WASHINGTON — The Senate passed the final version of a sweeping opioid package Wednesday afternoon and will send it to the White House just in time for lawmakers to campaign on the issue before the November midterm elections.
The vote was 99 to 1, with Utah Sen. Mike Lee, R, opposing it.
The bill unites dozens of smaller proposals sponsored by hundreds of lawmakers, many of whom face tough re-election fights. It creates, expands and reauthorizes programs and policies across almost every federal agency, aiming to address different aspects of the opioid epidemic, including prevention, treatment and recovery.
It is one of Congress’ most significant legislative achievements this year, a rare bipartisan response to a growing public health crisis that resulted in 72,000 drug-overdose deaths last year.
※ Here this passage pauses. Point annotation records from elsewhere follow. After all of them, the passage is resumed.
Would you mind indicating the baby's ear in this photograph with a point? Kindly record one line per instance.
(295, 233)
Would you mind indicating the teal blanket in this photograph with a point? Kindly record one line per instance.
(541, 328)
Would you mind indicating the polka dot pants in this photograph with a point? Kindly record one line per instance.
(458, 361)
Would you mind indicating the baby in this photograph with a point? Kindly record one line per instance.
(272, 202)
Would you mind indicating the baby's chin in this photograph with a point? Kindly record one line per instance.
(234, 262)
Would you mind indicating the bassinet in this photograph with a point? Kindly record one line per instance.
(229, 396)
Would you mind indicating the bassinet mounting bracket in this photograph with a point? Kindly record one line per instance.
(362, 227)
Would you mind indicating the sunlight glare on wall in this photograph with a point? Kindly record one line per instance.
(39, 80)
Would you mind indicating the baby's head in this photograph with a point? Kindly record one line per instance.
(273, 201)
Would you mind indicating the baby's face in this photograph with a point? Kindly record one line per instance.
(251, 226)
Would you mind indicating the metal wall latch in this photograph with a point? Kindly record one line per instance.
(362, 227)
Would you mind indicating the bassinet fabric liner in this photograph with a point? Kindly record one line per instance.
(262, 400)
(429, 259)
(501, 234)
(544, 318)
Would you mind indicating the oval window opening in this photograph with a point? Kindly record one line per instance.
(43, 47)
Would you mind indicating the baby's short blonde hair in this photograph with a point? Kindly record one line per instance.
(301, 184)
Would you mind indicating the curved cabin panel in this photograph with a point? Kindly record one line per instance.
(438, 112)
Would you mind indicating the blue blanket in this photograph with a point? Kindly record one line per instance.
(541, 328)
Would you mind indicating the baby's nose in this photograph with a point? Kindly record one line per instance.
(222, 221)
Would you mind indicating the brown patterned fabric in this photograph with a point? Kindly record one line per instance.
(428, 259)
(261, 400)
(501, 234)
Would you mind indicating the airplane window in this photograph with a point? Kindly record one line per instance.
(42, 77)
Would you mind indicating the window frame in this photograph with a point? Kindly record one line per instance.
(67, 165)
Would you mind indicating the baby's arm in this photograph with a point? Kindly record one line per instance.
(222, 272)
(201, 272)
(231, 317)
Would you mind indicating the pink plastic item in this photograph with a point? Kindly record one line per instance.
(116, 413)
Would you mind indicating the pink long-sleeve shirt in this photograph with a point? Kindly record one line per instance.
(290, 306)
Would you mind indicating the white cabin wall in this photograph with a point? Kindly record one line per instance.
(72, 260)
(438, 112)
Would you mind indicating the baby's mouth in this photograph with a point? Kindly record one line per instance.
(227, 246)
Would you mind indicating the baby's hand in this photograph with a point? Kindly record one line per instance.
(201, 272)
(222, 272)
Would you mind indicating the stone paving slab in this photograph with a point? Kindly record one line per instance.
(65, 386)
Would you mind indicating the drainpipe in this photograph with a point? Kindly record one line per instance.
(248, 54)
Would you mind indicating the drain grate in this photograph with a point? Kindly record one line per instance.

It marks a moment of bipartisan accomplishment at an especially rancorous time on Capitol Hill as senators debate Brett Kavanaugh’s nomination to the Supreme Court.
Sen. Rob Portman, R-Ohio, who sounded the alarm on opioid addiction four years ago, is credited with the slice of the bill that could have the greatest effect. It will require the U.S. Postal Service to screen packages for fentanyl shipped from overseas, mainly China. Synthetic opioids that are difficult to detect are increasingly being found in pills and heroin and are responsible for an increase in overdose deaths.